IT environments can produce billions of log events each day from a variety of hosts and applications. Collecting this data can be costly, often resulting in increased network overhead from processing inefficiencies and inconsistent ingestion during major system events. Google Cloud Dataflow is a serverless, fully managed framework that enables you to automate and autoscale data processing. By using Dataflow to execute your log pipelines directly from within Google Cloud, you can easily consolidate data from and route data to a variety of sources and sinks. And with Dataflow templates, you can leverage pre-built pipelines for even easier setup.
The Pub/Sub-to-Datadog Dataflow template enables you to efficiently route logs from across your Google Cloud ecosystem to Datadog. Using this template, you can quickly configure Dataflow jobs to pull processed logs and send them to Datadog Log Management. Additionally, the template provides support for collecting your logs when running a virtual private cloud (VPC). Once your logs have been ingested, you can then leverage Datadog for visualizing these logs, using them to build alerts and dashboards, and correlating them with metrics from across your stack.
In this post, we’ll cover how you can use the Pub/Sub-to-Datadog Dataflow template to:
- Route, enrich, and transform your logs with Dataflow
- Leverage Dataflow to easily ingest logs into Datadog
Route, enrich, and transform your logs with Dataflow
Dataflow pipelines enable you to collect data—including logs—from any source, transform and enrich it, and then send it to external data sinks. Dataflow runs on Google compute engines, so your processing can easily scale according to the size of your workload. Additionally, Dataflow supports batch processing in addition to data streaming—without batching, each log event is sent to your sink as a separate network request, leading to increased network overhead.
With the Pub/Sub-to-Datadog Dataflow template, you can run Dataflow jobs to automatically batch and compress up to 1,000 messages before sending them to Datadog for processing. To create a Dataflow job from the template, you first need to set up an input Pub/Sub topic-subscription pair and a corresponding log export. You should also establish a topic-subscription pair to serve as a dead-letter queue in the event of a failure. From here, you can navigate to the Dataflow section of the Google Cloud Console, select the “Pub/Sub to Datadog” option, and configure the necessary parameters to optimize the pipeline. Then, you can simply click “Run” to run the Dataflow job.

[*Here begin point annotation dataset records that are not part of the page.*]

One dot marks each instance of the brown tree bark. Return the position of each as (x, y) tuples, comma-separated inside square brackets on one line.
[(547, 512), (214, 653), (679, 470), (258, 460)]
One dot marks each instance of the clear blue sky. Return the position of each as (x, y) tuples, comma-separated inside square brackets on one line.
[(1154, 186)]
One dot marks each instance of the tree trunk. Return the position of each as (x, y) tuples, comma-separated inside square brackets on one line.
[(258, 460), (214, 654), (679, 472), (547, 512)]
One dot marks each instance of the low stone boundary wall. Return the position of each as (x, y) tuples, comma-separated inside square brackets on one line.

Leverage Dataflow to easily ingest logs into Datadog
With the Pub/Sub-to-Datadog Dataflow template, you have more options for ingesting logs into Datadog, depending on what works best for your system. For example, Google Cloud enables you to host VPCs but provides limited use cases for leveraging push subscriptions with them—these push subscriptions generally can’t access endpoints outside of the VPC perimeter. Because the Pub/Sub-to-Datadog Dataflow template uses a pull-based subscription model, it enables customers using virtual private networks to access endpoints outside their VPC perimeter. This makes the Pub/Sub-to-Datadog Dataflow template the recommended method for sending Google Cloud platform logs to Datadog for analysis.
Once you’ve ingested your logs into Datadog using the template, you can view them alongside the rest of your logs in the platform. Datadog Log Pipelines automatically parses any incoming logs from third-party integrations—including the Datadog Google Cloud integration—ensuring seamless compatibility for all your observability data. Viewing these logs within the Log Explorer enables you to easily pinpoint trends, detect anomalies, and access usage metrics. You can also use log data to create effective troubleshooting tools, such as dashboards and alerts, that enable you to quickly respond in the event of an issue.
Start ingesting logs via Dataflow today
By using the Pub/Sub-to-Datadog Dataflow template, you can seamlessly collect and analyze logs with fewer network calls, giving you scalable ingestion while potentially lowering excess network egress costs. And when running a VPC, the Pub/Sub-to-Datadog template provides pull-based subscriptions that make it the recommended solution for sending logs to Datadog.